Edmund’s mother was talking about Lord and Lady Baker. They never minded dropping lords and ladies into the conversation. She had already told us twice about the wonderful party they’d attended the day before: ‘Oh, the champagne!’ and ‘Who do you think was there? Only the Duke of Norfolk, that’s who.’
Edmund’s mother had black and white opinions on everything, but that afternoon her main bugbear was the Jews: a house in their street had recently been converted into a synagogue. They declared it was manageable when the Jews stayed in their patch of east London but now that they were spreading to the Midlands and the north… Who could think it was acceptable?
It was hard to tell which was worse in Edmund’s mother’s mind: Germans or Jews. ‘There are lots of Jews in Germany,’ she pointed out in that knowing way she had.
‘Christ-killers,’ Edmund’s father added gruffly. He was a man of very few words and those few words were invariably miserable. It was just like him to be annoyed about something that happened two thousand years ago.
‘I thought the Romans did it,’ replied Olive, always ready for a quarrel.
‘Judas was a Jew,’ chimed in Edmund’s mother.
‘So was Jesus.’
Our father joined in. He would always serve up an anecdote at a party; he worked hard to be agreeable. This time, he mentioned an incident with a Jewish customer who hadn’t paid. I had done the accounts: we had plenty of non-payers, but this one had evidently stood out for him.
‘They don’t do business fairly,’ he decided.
This made Edmund’s mother even more furious. Spittle flew from her mouth. ‘I don’t see why we don’t go to war with them!’
Aunt Cecily didn’t like this kind of talk, I could see it from the pursed sulk of her mouth, and Olive also was chewing her lip mutinously. I got out the dominoes and asked my Aunt Cecily to play. I wa
s aware Edmund was watching me and that made me clumsier than usual. My aunt won three times in a row and accused me of not concentrating.
I thought the dominoes might cheer her up but instead she became quite tearful. She said I wasn’t a patch on Richard and it was moments like these she missed him the most.
I patted her hand and promised her I would get better with practice and that I would play her whenever she wanted until the day Richard came home.
* * *
Later, Edmund asked if we would like to take a stroll around the garden. He asked both Olive and me, but I didn’t want Olive to come and she knew it.

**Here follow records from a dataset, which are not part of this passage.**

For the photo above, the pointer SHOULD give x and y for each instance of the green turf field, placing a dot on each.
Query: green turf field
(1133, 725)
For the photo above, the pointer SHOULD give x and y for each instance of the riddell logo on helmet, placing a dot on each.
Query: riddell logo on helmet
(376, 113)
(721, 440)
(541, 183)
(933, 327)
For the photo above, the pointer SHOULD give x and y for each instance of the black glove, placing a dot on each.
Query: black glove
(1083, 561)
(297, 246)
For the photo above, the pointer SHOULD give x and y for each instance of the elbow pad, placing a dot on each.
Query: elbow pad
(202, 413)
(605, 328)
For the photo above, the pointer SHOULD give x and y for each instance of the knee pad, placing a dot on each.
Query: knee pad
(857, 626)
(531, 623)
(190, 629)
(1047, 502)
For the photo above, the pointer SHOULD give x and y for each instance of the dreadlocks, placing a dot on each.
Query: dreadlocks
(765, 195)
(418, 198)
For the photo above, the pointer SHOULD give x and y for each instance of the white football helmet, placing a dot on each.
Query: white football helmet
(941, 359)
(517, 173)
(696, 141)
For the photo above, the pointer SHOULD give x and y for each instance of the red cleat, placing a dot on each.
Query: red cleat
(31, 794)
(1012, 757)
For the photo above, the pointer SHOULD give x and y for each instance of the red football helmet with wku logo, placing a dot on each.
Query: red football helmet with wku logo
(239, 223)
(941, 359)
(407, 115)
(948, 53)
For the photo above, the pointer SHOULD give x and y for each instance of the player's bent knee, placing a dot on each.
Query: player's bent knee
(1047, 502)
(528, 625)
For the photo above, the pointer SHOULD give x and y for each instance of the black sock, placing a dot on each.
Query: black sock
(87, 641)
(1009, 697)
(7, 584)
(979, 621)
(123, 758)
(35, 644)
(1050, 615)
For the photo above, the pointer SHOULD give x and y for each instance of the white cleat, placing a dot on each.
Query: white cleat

I wondered if this was the moment he’d ask for my hand and, from the look on Olive’s face, she did too. I could never tell what was going on in Edmund’s handsome head though.
‘So, this is it,’ Edmund kept saying, but I don’t think he meant the ‘it’ I was thinking about.
‘Will you join up, Edmund?’
‘I don’t know,’ he said. He seemed quite uncharacteristically anxious.
He sat on the low step. I awkwardly hovered, and then placed myself next to him with as much grace as I could muster. Look at things carefully, I thought, gazing across the lawn. There wasn’t a weed to be seen. Edmund put his head in his hands. I might not have been there for all he cared.
The day before he had left us, Richard had whispered to me, ‘Edmund’s a hard nut to crack. Take care of him.’
‘I will,’ I promised. I took care of everyone, after all.
‘He loves you…’
I flushed. ‘He hasn’t said as much to me. Has he said anything to you?’
Richard had idly flicked at my collar. ‘Everyone knows it, silly.’
I watched pretty bundles of clouds as they moved across the sky. After they’d made some distance, Edmund spoke. ‘I don’t know what to do.’